When Biden took office, McConnell blocked many of the president’s most egregious legislative policies. That includes the partisan For the People Act, a breathtaking 800-page federal assault on states’ election-running powers, and most of Biden’s multitrillion-dollar recovery plan. was. Better social spending planning. But McConnell also sought bipartisanship and helped pass an infrastructure bill. This showed that Republicans and Democrats could come together, and in doing so helped preserve the filibuster.
His legislative skills are surpassed only by his political skills. In the 2022 midterm elections, when President Trump endorsed disastrous Senate candidates but failed to utilize his then-$92 million war chest to support them, it was up to McConnell to save the Republican Party from electoral disaster. It was left in the hands of Mr. A super PAC affiliated with McConnell has invested a whopping $240 million in major races, including $32.2 million to save J.D. Vance’s struggling campaign in Ohio and $32.2 million in North Carolina. It includes $37.4 million to help Ted Budd win. Without these efforts, Republicans would not have been within striking distance of taking back the Senate this November.
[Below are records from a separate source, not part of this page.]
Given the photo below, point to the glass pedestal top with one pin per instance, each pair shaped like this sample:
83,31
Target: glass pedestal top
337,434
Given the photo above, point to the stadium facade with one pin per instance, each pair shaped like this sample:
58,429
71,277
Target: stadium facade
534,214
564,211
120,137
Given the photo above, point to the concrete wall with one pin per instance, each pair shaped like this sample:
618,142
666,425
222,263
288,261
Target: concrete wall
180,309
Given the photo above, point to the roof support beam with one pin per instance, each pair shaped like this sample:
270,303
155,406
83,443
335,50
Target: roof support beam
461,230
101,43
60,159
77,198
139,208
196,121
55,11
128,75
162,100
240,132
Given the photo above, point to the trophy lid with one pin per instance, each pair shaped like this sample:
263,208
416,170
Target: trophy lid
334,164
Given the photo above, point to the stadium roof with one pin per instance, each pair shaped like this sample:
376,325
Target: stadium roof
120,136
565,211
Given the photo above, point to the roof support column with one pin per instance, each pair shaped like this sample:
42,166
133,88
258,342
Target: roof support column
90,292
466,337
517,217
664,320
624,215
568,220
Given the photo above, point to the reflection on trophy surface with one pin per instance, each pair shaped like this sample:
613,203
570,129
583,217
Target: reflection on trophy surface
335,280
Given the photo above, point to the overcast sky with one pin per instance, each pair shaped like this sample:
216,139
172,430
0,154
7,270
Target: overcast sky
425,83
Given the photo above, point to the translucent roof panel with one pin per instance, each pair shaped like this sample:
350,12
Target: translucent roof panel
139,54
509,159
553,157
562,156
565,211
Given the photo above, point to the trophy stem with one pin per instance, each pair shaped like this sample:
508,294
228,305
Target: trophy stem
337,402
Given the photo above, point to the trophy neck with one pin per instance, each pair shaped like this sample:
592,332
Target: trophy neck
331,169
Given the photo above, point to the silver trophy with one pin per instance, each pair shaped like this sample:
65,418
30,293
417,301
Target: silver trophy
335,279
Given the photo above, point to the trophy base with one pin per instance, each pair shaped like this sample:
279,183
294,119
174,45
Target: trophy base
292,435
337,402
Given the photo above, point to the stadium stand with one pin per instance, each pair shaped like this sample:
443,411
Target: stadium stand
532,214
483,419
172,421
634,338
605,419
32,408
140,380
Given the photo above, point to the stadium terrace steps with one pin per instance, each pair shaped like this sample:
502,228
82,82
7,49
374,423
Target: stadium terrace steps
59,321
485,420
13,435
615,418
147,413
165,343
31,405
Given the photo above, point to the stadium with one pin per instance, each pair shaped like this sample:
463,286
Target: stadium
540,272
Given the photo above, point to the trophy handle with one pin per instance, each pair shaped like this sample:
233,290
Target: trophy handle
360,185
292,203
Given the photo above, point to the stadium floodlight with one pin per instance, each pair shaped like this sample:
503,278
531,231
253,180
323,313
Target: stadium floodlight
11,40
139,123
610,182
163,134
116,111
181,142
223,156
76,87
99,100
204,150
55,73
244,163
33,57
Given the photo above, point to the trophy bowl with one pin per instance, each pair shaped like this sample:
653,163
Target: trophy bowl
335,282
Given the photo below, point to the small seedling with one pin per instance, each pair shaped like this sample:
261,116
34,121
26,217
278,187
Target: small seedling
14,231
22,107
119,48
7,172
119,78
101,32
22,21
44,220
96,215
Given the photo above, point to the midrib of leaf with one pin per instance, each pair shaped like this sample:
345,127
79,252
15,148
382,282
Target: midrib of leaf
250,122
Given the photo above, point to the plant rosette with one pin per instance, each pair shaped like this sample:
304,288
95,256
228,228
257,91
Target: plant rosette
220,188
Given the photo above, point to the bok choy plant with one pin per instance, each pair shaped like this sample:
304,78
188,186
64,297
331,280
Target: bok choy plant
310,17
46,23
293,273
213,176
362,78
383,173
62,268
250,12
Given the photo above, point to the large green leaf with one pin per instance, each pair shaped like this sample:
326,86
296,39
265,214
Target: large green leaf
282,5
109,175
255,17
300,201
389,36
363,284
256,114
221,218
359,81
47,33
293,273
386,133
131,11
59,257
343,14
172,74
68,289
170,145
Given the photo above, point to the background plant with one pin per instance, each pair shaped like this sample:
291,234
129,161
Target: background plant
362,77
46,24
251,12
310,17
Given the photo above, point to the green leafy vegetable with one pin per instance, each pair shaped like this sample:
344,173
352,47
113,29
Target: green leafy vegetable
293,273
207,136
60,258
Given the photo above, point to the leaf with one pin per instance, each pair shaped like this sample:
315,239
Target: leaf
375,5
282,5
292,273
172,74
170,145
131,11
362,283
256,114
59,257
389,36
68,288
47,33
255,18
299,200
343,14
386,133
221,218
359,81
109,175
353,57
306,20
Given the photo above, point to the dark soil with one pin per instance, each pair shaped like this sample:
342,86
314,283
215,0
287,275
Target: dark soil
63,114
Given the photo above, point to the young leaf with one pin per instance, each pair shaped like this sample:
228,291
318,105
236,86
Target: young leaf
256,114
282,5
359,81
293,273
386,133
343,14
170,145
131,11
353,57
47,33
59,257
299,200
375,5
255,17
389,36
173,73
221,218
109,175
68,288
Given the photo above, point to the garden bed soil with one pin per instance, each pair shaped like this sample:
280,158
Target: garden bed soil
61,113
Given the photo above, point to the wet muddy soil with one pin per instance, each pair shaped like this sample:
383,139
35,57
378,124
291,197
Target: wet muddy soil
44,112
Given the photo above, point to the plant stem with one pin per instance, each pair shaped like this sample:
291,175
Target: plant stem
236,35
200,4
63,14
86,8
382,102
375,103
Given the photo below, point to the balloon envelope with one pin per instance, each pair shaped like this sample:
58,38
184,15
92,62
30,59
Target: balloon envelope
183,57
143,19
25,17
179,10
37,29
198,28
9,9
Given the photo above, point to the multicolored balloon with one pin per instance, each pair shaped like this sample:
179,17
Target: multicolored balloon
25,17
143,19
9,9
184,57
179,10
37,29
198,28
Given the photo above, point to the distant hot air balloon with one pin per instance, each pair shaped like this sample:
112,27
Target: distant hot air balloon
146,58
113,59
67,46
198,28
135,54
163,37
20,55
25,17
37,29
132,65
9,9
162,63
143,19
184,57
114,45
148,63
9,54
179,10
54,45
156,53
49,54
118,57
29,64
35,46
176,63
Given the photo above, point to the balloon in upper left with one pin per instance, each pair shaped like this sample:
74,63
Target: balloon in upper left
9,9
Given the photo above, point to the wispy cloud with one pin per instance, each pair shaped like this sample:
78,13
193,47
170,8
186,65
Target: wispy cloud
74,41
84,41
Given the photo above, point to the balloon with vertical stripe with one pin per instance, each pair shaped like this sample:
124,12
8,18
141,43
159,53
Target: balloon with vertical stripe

Most importantly, McConnell has emerged on the world stage as a critical spokesperson for Washington and the Republican Party supporting the leadership of the Reagan party. He secured Senate ratification of NATO expansion to include Finland and Sweden, pushing back against Republican isolationist opposition to U.S. support for Ukraine in its valiant fight against Russian aggression. will continue to lead the company until he steps down.
This just scratches the surface of nearly 40 years of accomplishments, and his work is far from over. But when that happens, Mitch McConnell will be remembered as a giant of the Senate and a hero of the conservative movement.